Here's one of the more plainspeak discussion of the differences that I was able to find:
http://www.wisegeek.com/what-are-sdhc-cards.htm

Betsy


----------



## bmiller (Dec 3, 2008)

check if the card is locked or unlocked.
must be unlocked.
this is a common error and easy to miss


----------



## Angela (Nov 2, 2008)

Hello bmiller and welcome! Congrats on your first post!


----------



## Dori (Oct 28, 2008)

It is my understanding that your files have to be in the correct folder on your SD.  They cannot be in the root directory,  same goes for the Kindle.  If memory serves me right,  documents for reading material, including books,  music for mp3 files, and audible for audible books.


----------



## Betsy the Quilter (Oct 27, 2008)

BMiller, welcome to the Kindleboards!  Congratulations on your first post!

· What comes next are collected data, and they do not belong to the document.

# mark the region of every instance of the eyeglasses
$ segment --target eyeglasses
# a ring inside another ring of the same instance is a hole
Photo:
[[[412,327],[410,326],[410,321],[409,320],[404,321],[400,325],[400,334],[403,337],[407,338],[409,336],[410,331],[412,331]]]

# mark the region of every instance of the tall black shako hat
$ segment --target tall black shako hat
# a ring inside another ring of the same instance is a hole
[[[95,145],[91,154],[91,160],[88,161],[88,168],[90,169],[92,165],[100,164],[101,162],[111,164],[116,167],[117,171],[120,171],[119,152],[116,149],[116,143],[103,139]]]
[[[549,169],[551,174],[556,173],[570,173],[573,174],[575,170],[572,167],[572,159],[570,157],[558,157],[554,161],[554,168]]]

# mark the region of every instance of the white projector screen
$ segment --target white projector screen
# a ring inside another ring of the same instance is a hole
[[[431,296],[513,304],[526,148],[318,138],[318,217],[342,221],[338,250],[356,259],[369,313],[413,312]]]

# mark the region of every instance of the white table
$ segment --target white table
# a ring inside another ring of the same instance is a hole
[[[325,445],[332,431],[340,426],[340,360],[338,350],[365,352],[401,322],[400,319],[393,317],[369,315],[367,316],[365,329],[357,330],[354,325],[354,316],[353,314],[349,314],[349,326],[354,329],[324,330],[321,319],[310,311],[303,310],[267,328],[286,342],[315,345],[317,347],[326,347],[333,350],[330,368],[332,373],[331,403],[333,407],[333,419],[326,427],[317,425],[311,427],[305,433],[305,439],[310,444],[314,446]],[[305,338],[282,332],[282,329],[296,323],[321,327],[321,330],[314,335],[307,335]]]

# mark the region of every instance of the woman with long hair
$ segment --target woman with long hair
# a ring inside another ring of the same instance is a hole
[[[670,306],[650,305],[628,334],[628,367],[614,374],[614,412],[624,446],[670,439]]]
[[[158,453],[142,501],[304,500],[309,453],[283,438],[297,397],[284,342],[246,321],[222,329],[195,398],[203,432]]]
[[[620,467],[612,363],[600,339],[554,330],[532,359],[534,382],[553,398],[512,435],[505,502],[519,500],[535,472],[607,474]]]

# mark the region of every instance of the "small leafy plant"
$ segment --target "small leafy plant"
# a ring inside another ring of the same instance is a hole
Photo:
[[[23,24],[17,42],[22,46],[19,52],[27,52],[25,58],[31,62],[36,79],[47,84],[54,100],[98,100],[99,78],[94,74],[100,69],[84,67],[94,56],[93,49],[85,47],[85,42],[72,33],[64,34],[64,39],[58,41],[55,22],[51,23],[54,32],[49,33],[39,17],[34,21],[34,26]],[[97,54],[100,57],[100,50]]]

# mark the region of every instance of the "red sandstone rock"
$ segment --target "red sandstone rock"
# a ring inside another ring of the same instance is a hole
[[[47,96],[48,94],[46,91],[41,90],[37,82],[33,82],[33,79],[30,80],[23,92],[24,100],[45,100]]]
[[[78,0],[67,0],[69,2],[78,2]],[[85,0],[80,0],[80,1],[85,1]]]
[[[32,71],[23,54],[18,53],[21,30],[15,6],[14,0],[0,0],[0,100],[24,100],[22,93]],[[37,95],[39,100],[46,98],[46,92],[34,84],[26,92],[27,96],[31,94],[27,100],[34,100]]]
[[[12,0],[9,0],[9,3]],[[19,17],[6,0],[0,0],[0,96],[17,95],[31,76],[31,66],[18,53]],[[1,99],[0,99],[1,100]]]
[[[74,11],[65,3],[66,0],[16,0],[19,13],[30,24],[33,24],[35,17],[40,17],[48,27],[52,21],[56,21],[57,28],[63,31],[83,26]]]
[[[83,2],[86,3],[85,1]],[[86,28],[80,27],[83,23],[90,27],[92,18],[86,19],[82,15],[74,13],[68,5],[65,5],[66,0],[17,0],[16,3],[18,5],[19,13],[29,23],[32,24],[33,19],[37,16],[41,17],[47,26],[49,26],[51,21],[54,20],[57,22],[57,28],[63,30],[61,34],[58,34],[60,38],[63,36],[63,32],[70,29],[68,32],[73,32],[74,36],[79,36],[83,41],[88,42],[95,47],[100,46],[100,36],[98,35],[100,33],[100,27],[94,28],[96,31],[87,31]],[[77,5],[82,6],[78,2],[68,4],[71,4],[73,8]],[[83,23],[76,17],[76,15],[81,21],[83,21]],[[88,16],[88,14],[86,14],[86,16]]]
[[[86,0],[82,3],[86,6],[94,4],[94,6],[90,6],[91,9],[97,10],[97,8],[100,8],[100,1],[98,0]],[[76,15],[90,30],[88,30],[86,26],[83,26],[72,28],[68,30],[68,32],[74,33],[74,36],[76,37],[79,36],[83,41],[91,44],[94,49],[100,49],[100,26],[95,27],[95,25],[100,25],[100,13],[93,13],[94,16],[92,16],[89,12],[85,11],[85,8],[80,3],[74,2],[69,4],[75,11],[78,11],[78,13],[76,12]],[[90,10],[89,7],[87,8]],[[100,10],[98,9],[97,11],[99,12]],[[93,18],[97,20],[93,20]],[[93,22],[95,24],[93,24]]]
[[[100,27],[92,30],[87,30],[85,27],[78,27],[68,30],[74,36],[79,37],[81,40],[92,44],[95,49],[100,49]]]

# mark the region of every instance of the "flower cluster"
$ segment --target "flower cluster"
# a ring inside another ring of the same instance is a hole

Be sure to check out Tips & Tricks, where we have lot of good info about using your Kindle, the Book Corner for book recommendations, bargain books and free books, and we have Book Klubs beginning in January!

Betsy


----------



## stevene9 (Nov 9, 2008)

I got a Sandisk 8 gig card at Best Buy and it works great. Should hold about 8000 books. Sure hope we get folders soon!

Steve


----------



## saltraker (Nov 10, 2008)

Say, you don't have one of those micro SD card things and haven't put in the micro, have you?  If that's what it is, the Kindle would not recognize it.  Just wondering.


----------